Industry Groups Welcome LPG and Plastic Duty Waiver, But Warn of Limited Impact
June 26, 2026 | 8:00 am
Jakarta. Government’s decision to eliminate import duties on liquefied petroleum gas (LPG) and plastic raw materials is expected to ease cost pressures across a wide range of industries, from petrochemicals to tofu and tempeh producers.
Industry groups and economists, however, cautioned that the benefits may be limited by global geopolitical tensions and elevated energy prices.
The measure is part of the government’s Rp 26.34 trillion ($1.5 billion) economic stimulus package for the second half of 2026, which includes food assistance, transportation discounts, tax incentives, industrial subsidies, and employment programs.
For the petrochemical industry, the removal of the current 5% import duty on LPG is particularly significant because LPG can serve as an alternative feedstock to naphtha, whose supply has become increasingly constrained.
Earlier this year, Indonesia’s two largest petrochemical producers, Chandra Asri Petrochemical and Lotte Chemical Indonesia, declared force majeure after struggling to secure sufficient naphtha supplies, disrupting production of plastic packaging materials.
According to the Indonesia Olefin, Aromatic and Plastic Industry Association (Inaplas), all of Indonesia’s naphtha requirements are imported. Roughly half of the country’s plastic raw materials -- including polyethylene, polypropylene, PET, polystyrene, and PVC -- also come from overseas, totaling around 8 million tons annually.
The industry has been hit hard by rising costs linked to the conflict in the Middle East. Between April and June, prices of plastic raw materials surged by as much as 150%, according to the Indonesian Plastics Recycling and Downstream Industry Association (Aphindo).
“The combination of soaring prices and import duties has put enormous pressure on manufacturers,” Aphindo Secretary-General Henry Chevalier told the Jakarta Globe on Thursday. “The industry is waiting for the finance minister’s regulation to implement the zero-duty policy.”
Henry noted that domestic producers currently meet only about 60% of national demand for plastic feedstocks, forcing manufacturers to rely heavily on imports.
The impact extends beyond petrochemicals. Higher plastic packaging costs have also affected food producers, including tofu and tempeh makers, who have faced rising operating expenses despite soybean imports already enjoying minimal tariffs.
To help offset those pressures, the government has allocated Rp 500 billion ($28 million) to subsidize soybean purchases for tofu and tempeh producers.
Even so, the Indonesian Tofu and Tempeh Cooperatives Association (Gakoptindo) remains cautious about the effectiveness of the measures.

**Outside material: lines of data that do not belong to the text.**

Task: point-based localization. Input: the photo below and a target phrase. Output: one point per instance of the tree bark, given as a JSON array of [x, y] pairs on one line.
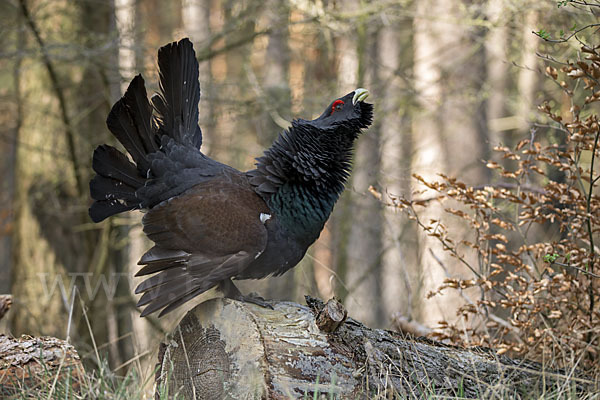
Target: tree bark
[[29, 362], [224, 348]]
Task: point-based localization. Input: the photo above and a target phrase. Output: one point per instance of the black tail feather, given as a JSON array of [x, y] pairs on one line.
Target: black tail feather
[[110, 162], [176, 105], [115, 184], [131, 121]]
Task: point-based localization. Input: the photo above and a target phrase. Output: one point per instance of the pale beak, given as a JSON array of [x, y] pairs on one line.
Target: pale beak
[[359, 95]]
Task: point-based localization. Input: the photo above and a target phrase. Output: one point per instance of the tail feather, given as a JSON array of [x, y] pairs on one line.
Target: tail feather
[[115, 184], [176, 106], [110, 162], [153, 141], [126, 122]]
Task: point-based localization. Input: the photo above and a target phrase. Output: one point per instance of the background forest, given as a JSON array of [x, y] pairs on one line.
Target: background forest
[[450, 80]]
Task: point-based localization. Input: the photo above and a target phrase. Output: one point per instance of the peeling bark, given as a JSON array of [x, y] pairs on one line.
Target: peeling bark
[[29, 362], [228, 349]]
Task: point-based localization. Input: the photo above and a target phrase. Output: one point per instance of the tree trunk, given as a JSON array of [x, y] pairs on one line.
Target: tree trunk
[[238, 350], [35, 363]]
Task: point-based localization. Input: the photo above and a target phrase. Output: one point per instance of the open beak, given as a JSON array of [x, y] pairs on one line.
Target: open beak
[[360, 94]]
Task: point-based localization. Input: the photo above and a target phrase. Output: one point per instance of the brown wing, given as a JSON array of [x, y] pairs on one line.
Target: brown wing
[[209, 233]]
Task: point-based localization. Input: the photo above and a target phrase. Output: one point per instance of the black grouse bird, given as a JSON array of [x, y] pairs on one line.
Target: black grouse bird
[[210, 222]]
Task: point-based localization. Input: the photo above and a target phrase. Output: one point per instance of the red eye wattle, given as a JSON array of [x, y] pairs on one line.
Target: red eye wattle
[[336, 106]]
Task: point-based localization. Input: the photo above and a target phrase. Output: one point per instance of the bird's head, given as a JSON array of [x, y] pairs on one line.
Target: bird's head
[[349, 113]]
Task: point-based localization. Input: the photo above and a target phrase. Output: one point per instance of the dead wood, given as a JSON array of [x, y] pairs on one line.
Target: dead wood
[[228, 349]]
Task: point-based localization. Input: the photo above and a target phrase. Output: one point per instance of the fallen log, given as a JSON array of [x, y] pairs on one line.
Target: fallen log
[[228, 349], [28, 364]]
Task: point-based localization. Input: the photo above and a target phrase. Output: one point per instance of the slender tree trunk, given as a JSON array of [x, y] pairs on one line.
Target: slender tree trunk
[[364, 240], [400, 248]]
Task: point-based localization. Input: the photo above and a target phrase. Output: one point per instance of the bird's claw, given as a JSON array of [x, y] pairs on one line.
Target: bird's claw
[[254, 298]]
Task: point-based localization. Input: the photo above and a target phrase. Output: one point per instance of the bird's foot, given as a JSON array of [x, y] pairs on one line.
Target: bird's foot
[[254, 298], [232, 292]]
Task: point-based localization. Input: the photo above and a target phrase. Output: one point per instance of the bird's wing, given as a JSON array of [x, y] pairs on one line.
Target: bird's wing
[[210, 233]]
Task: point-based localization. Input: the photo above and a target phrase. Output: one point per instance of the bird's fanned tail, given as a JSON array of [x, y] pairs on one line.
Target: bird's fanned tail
[[154, 140]]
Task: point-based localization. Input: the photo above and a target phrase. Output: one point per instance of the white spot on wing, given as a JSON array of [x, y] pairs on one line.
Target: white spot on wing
[[264, 217]]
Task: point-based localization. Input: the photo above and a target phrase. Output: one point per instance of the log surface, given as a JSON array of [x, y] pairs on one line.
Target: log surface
[[27, 363], [227, 349]]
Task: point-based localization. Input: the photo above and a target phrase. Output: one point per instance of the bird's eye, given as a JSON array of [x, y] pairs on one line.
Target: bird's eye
[[336, 106]]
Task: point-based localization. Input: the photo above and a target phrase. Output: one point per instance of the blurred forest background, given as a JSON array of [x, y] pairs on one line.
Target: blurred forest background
[[449, 81]]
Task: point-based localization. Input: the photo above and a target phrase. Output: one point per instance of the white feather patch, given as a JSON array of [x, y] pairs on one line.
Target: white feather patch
[[264, 217]]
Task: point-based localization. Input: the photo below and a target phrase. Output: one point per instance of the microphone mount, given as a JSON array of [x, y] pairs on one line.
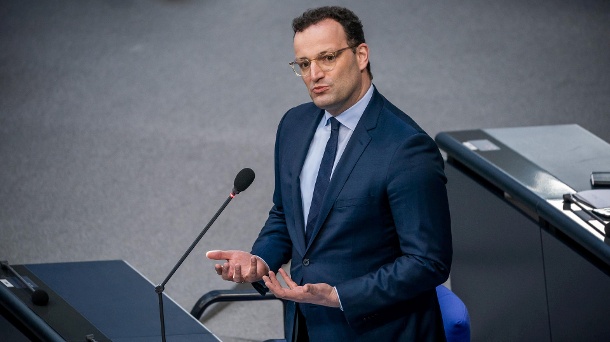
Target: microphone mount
[[242, 181]]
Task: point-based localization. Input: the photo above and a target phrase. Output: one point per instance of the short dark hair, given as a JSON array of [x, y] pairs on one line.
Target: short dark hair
[[349, 21]]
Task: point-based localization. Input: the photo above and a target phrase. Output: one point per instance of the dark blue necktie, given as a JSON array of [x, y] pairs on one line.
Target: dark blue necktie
[[323, 179]]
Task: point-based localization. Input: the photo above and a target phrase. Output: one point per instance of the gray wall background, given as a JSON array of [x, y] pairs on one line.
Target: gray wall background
[[123, 123]]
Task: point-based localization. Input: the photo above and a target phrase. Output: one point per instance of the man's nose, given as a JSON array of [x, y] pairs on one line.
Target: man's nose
[[315, 72]]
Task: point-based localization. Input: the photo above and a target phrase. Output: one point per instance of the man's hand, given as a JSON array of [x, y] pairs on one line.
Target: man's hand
[[240, 267], [320, 293]]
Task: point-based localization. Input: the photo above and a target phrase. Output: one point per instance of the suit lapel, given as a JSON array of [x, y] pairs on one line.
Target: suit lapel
[[354, 149]]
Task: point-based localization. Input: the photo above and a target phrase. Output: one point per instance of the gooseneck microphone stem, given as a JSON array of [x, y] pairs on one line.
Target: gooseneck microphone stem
[[160, 288], [244, 178]]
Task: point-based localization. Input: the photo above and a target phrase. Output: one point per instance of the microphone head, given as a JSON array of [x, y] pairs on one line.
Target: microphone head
[[244, 178], [40, 297]]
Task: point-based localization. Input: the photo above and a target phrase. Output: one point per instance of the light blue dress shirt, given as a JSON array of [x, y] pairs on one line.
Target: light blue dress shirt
[[348, 119]]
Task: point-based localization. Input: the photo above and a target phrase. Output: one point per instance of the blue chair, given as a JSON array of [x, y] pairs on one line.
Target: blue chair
[[455, 315]]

“I doubt the incentives will be an instant cure,” said Gakoptindo Secretary-General Wibowo Nurcahyo. “The aftereffects of the recent geopolitical turmoil could linger for some time. But if the government fully implements the policies and prices normalize, we would certainly welcome it.”
According to Gakoptindo estimates, rising fuel prices, packaging costs, and transportation expenses increased operational costs by about 24% in the first half of 2026. The cost of a 50-kilogram bundle of plastic packaging rose to around Rp 2.75 million ($153) in June from Rp 1.75 million ($97) in January.

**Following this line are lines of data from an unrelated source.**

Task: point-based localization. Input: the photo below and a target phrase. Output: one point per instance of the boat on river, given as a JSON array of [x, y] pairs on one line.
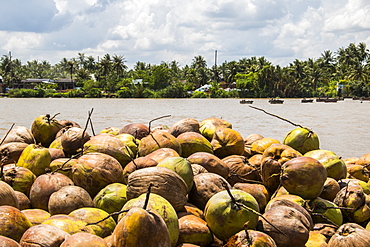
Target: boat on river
[[244, 101], [276, 101], [304, 100]]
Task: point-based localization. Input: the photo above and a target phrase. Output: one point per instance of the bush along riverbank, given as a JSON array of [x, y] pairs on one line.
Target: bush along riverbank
[[193, 183]]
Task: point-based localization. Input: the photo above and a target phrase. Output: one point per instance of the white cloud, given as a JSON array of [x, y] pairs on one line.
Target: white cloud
[[163, 30]]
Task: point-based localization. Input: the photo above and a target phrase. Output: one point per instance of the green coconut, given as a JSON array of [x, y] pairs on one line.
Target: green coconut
[[297, 174], [111, 198], [20, 178], [302, 139], [192, 142], [44, 128], [160, 205], [334, 165], [225, 217], [208, 126], [91, 215], [182, 167], [13, 222], [324, 211], [35, 158]]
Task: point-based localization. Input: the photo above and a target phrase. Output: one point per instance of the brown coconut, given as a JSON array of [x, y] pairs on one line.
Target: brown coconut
[[137, 164], [94, 171], [227, 142], [44, 186], [184, 125], [162, 153], [67, 199], [210, 162], [240, 170], [36, 215], [83, 239], [205, 186], [43, 235], [11, 151], [166, 183]]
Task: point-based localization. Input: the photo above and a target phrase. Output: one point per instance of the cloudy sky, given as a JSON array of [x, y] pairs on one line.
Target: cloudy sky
[[152, 31]]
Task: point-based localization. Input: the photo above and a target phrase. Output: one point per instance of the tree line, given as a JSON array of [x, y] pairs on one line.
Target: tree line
[[255, 77]]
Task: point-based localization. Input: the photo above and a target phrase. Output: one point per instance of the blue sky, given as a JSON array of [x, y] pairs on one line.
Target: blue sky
[[153, 31]]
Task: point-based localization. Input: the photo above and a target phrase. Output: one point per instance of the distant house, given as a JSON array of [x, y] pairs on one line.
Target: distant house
[[65, 84]]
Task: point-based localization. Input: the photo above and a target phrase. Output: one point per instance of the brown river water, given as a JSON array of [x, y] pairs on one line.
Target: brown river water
[[342, 127]]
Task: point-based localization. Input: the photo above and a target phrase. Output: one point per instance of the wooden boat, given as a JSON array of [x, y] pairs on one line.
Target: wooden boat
[[276, 101], [244, 101], [331, 100], [304, 100]]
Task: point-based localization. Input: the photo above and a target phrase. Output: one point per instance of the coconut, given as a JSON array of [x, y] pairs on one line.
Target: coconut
[[290, 222], [226, 216], [141, 228], [18, 134], [35, 158], [258, 191], [205, 186], [137, 164], [44, 186], [94, 171], [111, 198], [297, 174], [162, 153], [240, 170], [208, 126], [44, 128], [13, 222], [63, 166], [23, 201], [36, 215], [182, 167], [251, 238], [8, 242], [43, 235], [166, 183], [20, 178], [108, 144], [227, 142], [273, 158], [333, 164], [194, 230], [67, 199], [90, 216], [11, 151], [156, 140], [67, 223], [82, 239], [350, 234], [7, 195], [210, 162], [192, 142], [161, 206], [302, 139], [73, 140]]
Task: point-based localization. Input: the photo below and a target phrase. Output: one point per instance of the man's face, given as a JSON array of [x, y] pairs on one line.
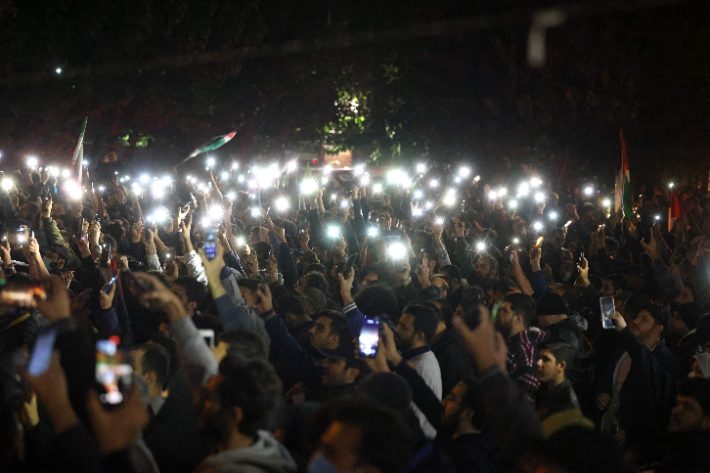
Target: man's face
[[644, 327], [504, 322], [320, 334], [687, 416], [404, 332], [483, 266], [686, 295], [335, 372], [607, 289], [548, 370], [340, 444]]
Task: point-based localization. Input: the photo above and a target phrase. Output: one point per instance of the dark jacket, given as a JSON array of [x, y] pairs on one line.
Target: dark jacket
[[453, 357]]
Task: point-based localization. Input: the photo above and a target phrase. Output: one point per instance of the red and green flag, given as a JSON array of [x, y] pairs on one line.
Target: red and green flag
[[622, 191]]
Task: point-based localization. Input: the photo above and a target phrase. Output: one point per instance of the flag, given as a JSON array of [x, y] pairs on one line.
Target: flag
[[674, 211], [622, 191], [78, 158]]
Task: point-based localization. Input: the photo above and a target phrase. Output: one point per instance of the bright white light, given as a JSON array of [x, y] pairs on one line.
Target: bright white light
[[282, 203], [72, 189], [308, 186], [397, 251], [333, 232], [523, 189]]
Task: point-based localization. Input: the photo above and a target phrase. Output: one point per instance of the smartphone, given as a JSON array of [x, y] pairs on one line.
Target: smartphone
[[42, 352], [113, 373], [607, 307], [210, 243], [208, 336], [369, 338]]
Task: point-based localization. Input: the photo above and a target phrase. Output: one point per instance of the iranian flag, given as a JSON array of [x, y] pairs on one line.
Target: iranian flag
[[622, 191], [674, 211], [78, 157]]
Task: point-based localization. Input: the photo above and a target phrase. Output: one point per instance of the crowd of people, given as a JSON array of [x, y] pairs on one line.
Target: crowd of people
[[237, 301]]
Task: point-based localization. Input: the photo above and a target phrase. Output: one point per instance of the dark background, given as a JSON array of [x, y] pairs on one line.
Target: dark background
[[159, 77]]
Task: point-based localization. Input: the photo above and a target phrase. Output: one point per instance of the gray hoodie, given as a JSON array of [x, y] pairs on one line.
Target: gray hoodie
[[266, 455]]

The Indonesian Bottled Water Producers Association (Amdatara) also welcomed the duty waiver.
“It is a positive step that can help stabilize production costs, maintain competitiveness, and secure supplies for consumers,” Chairman Karyanto Wibowo said. “However, its effectiveness will depend on consistent implementation throughout the supply chain.”
Economists believe the broader stimulus package will provide only modest support to growth. Faisal Rachman, chief economist at Bank Permata, said the measures are primarily designed to preserve purchasing power and prevent an economic slowdown rather than generate a significant investment-driven expansion.
“At around 0.15% to 0.2% of GDP, the package is relatively small,” Faisal said. “We estimate it could add only 0.05% to 0.15% to GDP growth in 2026, depending on implementation and multiplier effects.”
Bank Permata maintains its 2026 growth forecast of 5.26%.
Other economists argue that reducing import costs offers only short-term relief. Yusuf Rendy Manilet said Indonesia should focus on building a more complete domestic petrochemical supply chain to reduce dependence on imported feedstocks.
“Indonesia has abundant natural gas, palm oil, and mineral resources, but the industrial supply chain remains incomplete,” Yusuf said. “As a result, we continue exporting raw materials while importing higher-value downstream products.”